Concentration-dependent dual effects of hydrogen peroxide on insulin signal transduction in H4IIEC hepatocytes

Background

Oxidative stress induced by the accumulation of reactive oxygen species (ROS) has a causal role in the development of insulin resistance, whereas ROS themselves function as intracellular second messengers that promote insulin signal transduction. ROS can act both positively and negatively on insulin signaling, but the molecular mechanisms controlling these dual actions of ROS are not fully understood.

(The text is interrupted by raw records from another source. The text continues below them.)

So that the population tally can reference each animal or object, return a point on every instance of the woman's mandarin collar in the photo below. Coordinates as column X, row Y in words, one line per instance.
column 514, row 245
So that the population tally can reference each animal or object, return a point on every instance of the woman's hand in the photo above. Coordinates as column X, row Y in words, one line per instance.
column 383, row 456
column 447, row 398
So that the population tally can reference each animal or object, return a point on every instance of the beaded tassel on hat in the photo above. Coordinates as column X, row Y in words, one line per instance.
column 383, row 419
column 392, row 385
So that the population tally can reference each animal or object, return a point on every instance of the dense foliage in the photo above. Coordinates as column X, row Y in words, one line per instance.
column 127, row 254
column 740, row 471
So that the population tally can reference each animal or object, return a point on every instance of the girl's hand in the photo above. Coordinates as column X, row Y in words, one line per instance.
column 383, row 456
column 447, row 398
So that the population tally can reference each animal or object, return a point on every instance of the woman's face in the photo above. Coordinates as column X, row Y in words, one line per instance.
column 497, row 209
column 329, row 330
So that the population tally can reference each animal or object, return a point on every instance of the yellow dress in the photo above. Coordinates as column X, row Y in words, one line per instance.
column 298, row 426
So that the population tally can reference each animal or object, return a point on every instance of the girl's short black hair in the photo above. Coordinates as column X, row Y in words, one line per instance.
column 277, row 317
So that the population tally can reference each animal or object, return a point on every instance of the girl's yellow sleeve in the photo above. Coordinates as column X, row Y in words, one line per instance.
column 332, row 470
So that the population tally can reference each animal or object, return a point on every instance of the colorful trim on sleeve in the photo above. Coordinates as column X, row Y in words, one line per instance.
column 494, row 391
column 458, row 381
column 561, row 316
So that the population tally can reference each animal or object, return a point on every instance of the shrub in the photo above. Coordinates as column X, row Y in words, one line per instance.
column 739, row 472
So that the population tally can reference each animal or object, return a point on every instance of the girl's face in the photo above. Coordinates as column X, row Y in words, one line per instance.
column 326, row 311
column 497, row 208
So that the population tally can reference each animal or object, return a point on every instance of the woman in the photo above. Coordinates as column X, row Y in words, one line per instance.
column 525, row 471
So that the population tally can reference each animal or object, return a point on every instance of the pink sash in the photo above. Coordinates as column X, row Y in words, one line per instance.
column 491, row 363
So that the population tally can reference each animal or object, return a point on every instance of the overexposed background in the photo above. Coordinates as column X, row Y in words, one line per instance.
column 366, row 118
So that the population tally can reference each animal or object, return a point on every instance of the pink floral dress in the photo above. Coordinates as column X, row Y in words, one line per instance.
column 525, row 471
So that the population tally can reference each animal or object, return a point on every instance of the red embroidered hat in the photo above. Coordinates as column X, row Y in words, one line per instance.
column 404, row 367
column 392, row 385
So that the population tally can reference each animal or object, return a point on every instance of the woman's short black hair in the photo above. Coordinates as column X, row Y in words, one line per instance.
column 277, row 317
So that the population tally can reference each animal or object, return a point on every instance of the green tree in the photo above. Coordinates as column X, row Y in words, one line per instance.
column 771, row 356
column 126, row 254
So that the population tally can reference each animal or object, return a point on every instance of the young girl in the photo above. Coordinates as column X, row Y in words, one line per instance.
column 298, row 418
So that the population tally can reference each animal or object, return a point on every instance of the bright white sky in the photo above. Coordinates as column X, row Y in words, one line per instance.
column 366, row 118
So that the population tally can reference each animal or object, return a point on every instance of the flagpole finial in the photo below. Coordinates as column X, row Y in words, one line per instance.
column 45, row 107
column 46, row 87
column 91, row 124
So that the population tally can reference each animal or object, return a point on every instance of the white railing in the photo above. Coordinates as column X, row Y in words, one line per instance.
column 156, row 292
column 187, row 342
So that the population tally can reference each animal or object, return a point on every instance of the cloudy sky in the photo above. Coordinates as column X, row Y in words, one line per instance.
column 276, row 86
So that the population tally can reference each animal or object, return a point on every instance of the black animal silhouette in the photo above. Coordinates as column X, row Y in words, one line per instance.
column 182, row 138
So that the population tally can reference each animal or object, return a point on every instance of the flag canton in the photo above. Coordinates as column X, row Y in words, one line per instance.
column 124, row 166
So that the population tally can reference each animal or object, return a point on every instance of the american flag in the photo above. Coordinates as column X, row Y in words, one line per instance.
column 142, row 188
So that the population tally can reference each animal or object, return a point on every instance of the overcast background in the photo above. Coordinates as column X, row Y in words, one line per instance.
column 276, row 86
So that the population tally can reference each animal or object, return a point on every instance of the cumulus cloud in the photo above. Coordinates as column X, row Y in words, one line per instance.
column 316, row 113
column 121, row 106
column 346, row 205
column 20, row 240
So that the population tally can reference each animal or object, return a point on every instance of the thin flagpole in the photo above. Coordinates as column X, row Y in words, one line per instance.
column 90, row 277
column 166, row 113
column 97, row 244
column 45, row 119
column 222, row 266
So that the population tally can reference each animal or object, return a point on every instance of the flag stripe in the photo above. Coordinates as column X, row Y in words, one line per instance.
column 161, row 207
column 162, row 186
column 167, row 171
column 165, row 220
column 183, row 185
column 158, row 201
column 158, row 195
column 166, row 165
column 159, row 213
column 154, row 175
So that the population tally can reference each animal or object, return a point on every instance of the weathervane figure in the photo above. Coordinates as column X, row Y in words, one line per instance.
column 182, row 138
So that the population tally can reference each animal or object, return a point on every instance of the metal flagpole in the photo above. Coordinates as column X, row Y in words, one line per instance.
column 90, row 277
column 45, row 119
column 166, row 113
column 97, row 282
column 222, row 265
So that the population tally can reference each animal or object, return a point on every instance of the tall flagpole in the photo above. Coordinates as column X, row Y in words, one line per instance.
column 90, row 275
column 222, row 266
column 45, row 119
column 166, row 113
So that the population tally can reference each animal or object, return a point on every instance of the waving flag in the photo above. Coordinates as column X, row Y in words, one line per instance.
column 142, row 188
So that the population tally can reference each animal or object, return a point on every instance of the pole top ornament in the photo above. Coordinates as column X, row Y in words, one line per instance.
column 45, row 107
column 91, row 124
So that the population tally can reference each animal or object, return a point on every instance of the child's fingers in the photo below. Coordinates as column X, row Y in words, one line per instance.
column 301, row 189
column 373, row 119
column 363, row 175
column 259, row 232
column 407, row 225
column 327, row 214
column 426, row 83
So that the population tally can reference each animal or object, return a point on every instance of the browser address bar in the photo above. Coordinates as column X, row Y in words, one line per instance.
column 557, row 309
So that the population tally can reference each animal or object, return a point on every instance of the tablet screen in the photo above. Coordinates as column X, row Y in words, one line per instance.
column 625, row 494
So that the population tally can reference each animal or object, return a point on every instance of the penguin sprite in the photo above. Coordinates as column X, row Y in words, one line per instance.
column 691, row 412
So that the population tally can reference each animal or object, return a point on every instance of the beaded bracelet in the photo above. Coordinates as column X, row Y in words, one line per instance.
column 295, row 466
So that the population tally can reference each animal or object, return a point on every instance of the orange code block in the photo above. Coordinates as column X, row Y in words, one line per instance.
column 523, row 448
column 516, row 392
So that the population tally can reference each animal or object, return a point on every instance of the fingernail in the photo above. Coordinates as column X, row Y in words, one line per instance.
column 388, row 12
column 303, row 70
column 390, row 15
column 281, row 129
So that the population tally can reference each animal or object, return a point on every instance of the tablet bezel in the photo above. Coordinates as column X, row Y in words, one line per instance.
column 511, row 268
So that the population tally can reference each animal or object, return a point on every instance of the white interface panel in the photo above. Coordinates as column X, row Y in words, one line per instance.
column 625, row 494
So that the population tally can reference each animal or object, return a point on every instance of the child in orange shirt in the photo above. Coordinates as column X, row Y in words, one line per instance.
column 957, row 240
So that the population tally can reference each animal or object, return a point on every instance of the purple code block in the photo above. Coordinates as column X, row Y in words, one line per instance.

Methodology/Principal Findings

Here, we directly treated H4IIEC hepatocytes with hydrogen peroxide (H2O2), a representative membrane-permeable oxidant and the most abundant ROS in cells, to identify the key factors determining whether ROS impair or enhance intracellular insulin signaling. Treatment with high concentrations of H2O2 (25–50 µM) for 3 h reduced insulin-stimulated Akt phosphorylation, and increased the phosphorylation of both JNK and its substrate c-Jun. In contrast, lower concentrations of H2O2 (5–10 µM) enhanced insulin-stimulated phosphorylation of Akt. Moreover, lower concentrations suppressed PTP1B activity, suggesting that JNK and phosphatases such as PTP1B may play roles in determining the thresholds for the diametrical effects of H2O2 on cellular insulin signaling. Pretreatment with antioxidant N-acetyl-L-cysteine (10 mM) canceled the signal-promoting action of low H2O2 (5 µM), and it canceled out further impairment of insulin of insulin signaling induced by high H₂O₂ (25 µM).

Conclusions/Significance

Our results demonstrate that depending on its concentration, H2O2 can have the positive or negative effect on insulin signal transduction in H4IIEC hepatocytes, suggesting that the concentration of intracellular ROS may be a major factor in determining whether ROS impair or enhance insulin signaling.